Вскоре за этим в село приехал продотряд. Сразу стало известно, что Яков представил им такие списки хлебных излишков, что продотрядчики, говорят, руками развели. Яков сам с понятыми пошел по дворам, отмечая мелом на воротах – сколько здесь брать зерна…
«Да сроду я этих пудов-то и в глаза не видал!» – кричал мужик, пытаясь стереть рукавом написанное. Яков говорил продотрядчикам: «Ройте у него в подполье…» Мужику страшно было перед Яковом креститься, – со слезами драл полушубок на себе: «Да нет жe там, ей-богу…» Яков приказывал: «Ломай у него печь, под печью спрятано…»
Его стараниями начисто подмели село, вывезли даже семенную пшеницу.
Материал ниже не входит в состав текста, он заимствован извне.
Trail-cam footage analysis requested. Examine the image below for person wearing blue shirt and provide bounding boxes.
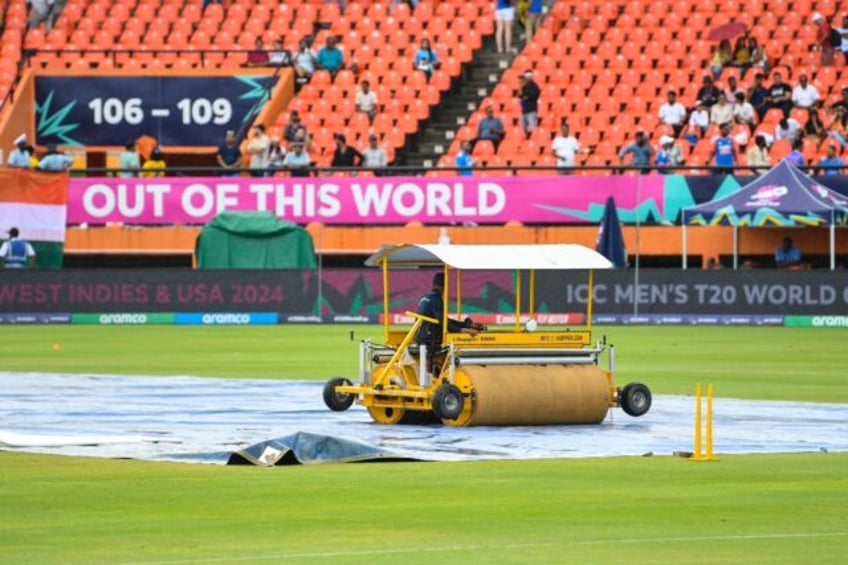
[38,143,74,172]
[413,37,440,81]
[8,133,32,169]
[0,228,35,269]
[774,237,801,269]
[315,35,344,76]
[786,139,804,167]
[454,141,474,177]
[819,143,845,175]
[618,131,654,173]
[712,124,736,173]
[415,273,486,367]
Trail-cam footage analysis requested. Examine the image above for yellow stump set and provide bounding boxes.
[692,383,716,461]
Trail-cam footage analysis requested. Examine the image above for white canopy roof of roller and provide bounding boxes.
[365,244,613,270]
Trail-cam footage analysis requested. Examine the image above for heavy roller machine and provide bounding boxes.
[324,245,651,426]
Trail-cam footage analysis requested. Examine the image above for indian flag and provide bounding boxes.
[0,167,68,269]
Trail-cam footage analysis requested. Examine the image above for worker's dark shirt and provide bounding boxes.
[415,288,465,351]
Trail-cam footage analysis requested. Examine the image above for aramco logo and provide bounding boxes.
[748,184,789,206]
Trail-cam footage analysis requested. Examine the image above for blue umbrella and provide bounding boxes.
[595,196,627,269]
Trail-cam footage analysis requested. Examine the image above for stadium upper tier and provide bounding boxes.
[0,0,848,174]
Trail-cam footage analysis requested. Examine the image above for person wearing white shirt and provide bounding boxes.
[8,133,32,169]
[362,133,389,174]
[792,75,820,108]
[38,143,74,171]
[774,118,801,141]
[687,103,710,137]
[551,122,580,174]
[659,90,686,137]
[733,92,757,128]
[247,124,271,177]
[356,80,377,123]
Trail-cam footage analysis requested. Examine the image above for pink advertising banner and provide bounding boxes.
[68,175,664,224]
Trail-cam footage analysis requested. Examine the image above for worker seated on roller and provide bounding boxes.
[415,273,486,354]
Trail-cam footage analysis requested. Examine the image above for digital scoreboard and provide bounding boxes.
[35,73,275,147]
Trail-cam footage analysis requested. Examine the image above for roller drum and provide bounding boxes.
[458,365,609,426]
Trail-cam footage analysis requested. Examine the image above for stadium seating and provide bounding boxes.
[0,0,848,172]
[439,0,848,172]
[0,0,494,165]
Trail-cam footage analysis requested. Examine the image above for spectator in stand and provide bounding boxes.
[786,137,804,167]
[657,135,683,174]
[618,131,655,173]
[244,37,270,67]
[710,124,736,174]
[362,133,389,176]
[745,135,771,175]
[218,130,241,177]
[495,0,515,53]
[454,140,477,177]
[748,37,769,73]
[389,0,419,10]
[658,89,686,137]
[38,143,74,172]
[330,133,365,167]
[315,35,344,77]
[27,0,56,32]
[118,139,141,178]
[774,118,804,141]
[774,237,801,269]
[283,141,312,177]
[724,75,745,104]
[141,145,167,178]
[356,80,377,124]
[293,125,316,155]
[695,75,721,108]
[294,39,315,83]
[766,73,792,117]
[830,86,848,112]
[748,73,768,117]
[268,37,292,67]
[247,124,271,177]
[819,143,845,175]
[813,12,842,67]
[827,106,848,149]
[686,102,710,139]
[265,137,286,177]
[518,69,541,138]
[524,0,544,43]
[792,75,821,109]
[836,14,848,63]
[551,120,580,175]
[474,104,506,151]
[283,110,304,141]
[733,92,757,130]
[710,39,733,79]
[710,92,733,126]
[804,108,827,144]
[7,133,32,169]
[26,145,40,169]
[730,36,751,79]
[413,37,441,81]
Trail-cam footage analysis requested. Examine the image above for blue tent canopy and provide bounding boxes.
[681,160,848,269]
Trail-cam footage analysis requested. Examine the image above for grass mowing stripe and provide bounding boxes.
[122,532,848,565]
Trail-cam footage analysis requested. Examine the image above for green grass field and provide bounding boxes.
[0,326,848,564]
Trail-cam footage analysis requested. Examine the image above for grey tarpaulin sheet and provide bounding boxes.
[0,372,848,464]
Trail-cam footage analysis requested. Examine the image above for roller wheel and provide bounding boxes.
[431,383,465,420]
[324,377,353,412]
[618,383,651,417]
Алексея Красильникова он вызвал отдельно к себе в комитет, запер дверь, на которой был приколочен гвоздиками портрет председателя Высшего военного совета республики, на стол около себя положил револьвер и с насмешкой оглядывал хмурого Алексея.
– Ну, как же мы будем разговаривать? Хлеб есть?
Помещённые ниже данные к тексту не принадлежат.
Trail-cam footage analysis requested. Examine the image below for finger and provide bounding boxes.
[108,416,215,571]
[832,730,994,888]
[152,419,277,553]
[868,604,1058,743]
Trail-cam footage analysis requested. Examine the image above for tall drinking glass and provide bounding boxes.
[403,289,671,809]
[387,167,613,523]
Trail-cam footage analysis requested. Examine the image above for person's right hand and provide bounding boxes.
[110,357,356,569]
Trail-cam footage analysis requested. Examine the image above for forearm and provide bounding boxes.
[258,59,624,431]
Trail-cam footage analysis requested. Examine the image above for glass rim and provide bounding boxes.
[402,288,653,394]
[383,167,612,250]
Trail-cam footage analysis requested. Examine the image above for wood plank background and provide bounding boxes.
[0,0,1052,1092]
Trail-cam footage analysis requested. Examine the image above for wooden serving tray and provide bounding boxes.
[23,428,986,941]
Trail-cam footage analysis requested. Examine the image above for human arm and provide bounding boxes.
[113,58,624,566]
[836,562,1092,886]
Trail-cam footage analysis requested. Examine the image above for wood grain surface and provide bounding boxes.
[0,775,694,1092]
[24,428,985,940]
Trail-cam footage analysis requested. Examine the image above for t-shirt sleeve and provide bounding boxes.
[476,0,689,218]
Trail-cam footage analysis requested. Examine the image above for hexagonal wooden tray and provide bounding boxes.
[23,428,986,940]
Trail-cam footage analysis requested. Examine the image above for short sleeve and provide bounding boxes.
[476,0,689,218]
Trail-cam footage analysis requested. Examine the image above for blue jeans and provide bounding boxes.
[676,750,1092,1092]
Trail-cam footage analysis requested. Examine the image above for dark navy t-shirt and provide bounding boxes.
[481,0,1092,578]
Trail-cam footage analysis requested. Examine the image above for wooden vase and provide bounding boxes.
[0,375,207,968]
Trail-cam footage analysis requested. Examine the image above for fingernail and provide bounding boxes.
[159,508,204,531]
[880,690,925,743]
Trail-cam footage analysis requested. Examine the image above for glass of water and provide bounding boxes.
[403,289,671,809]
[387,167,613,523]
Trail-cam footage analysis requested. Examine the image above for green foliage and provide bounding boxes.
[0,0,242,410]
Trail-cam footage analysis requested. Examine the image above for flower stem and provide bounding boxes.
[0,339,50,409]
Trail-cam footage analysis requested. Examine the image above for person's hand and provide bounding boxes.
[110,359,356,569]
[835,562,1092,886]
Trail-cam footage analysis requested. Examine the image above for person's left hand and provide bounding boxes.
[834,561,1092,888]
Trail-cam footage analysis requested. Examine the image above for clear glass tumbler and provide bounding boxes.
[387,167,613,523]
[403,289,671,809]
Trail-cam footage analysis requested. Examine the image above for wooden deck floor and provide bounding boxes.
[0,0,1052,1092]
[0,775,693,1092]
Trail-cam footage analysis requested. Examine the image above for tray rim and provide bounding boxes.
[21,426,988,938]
– Откуда у меня хлеб? Осень – не пахал, не сеял.
– А куда лошадей угнал?
– По хуторам рассовал, по знакомцам.
– Деньги где спрятаны?
– Какие деньги?
– Награбленные.
Алексей сидел, опустив голову, – только пальцы у него на правой руке разжимались и сжимались, отпускали и брали.
– Некрасиво будто получается, – сказал он, – ну, налог, понятно, – налог… А это что же; хватай за горло, скидавай рубашку…
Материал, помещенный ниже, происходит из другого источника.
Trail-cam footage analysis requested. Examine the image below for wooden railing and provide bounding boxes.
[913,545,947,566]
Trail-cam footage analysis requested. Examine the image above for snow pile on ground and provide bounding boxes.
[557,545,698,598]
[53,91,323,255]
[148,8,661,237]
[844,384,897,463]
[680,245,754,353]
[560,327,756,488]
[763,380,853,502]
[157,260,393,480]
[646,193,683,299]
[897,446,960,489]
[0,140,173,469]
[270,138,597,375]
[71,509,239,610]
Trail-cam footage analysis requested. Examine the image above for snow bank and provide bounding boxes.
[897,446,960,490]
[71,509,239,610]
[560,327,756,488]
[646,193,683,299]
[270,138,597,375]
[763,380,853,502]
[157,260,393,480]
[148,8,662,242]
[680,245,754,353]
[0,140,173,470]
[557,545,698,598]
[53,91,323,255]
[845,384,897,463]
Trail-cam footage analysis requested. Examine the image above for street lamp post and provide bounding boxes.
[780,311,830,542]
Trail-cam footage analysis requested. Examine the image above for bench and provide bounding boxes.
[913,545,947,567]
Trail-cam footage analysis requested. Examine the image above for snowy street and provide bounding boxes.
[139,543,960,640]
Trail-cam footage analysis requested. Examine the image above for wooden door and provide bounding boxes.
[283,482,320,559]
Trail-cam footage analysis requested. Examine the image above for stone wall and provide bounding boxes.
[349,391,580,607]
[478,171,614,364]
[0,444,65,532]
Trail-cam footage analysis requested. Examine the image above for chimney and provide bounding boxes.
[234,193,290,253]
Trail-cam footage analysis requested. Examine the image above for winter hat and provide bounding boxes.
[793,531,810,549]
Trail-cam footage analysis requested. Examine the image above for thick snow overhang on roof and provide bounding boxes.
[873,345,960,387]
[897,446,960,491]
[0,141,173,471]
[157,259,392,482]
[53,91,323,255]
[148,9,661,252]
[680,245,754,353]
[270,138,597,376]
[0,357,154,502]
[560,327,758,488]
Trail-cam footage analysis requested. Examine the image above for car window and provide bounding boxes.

– В Чека придется отправить…
– Да я не отказываюсь, надо так надо, деньги принесу.
Алексей дома прямо кинулся в подполье и начал выволакивать оттуда дорожные сумы, мешки и свертки с мануфактурой. В одной суме были у него николаевские и донские деньги, – эти он рассовал по карманам и за пазуху. Другую суму, набитую керенками, – дрянью, ничего не стоящей, – дал Матрене:
– Отнеси в комитет, скажешь – других у нас не было. Они не поверят, придут сюда половицы поднимать, так ты не противься. Часы и цепочки брось в колодезь. Мануфактуру положи в тачанку, припороши сеном, ночью возьми у деда Афанасия лошадь, отвезешь на Дементьев хутор, я там буду ждать.
– Алексей, ты куда собрался?
– Не знаю. Скоро не вернусь – тогда по-другому обо мне услышите.
Матрена опустила на брови вязаный платок, концами его прикрыла суму с керенками и пошла в комитет. Алексей накинул крюк на дверь и повернулся к Кате, стоявшей у печи. Глаза у него были весело-злые, ноздри раздуты.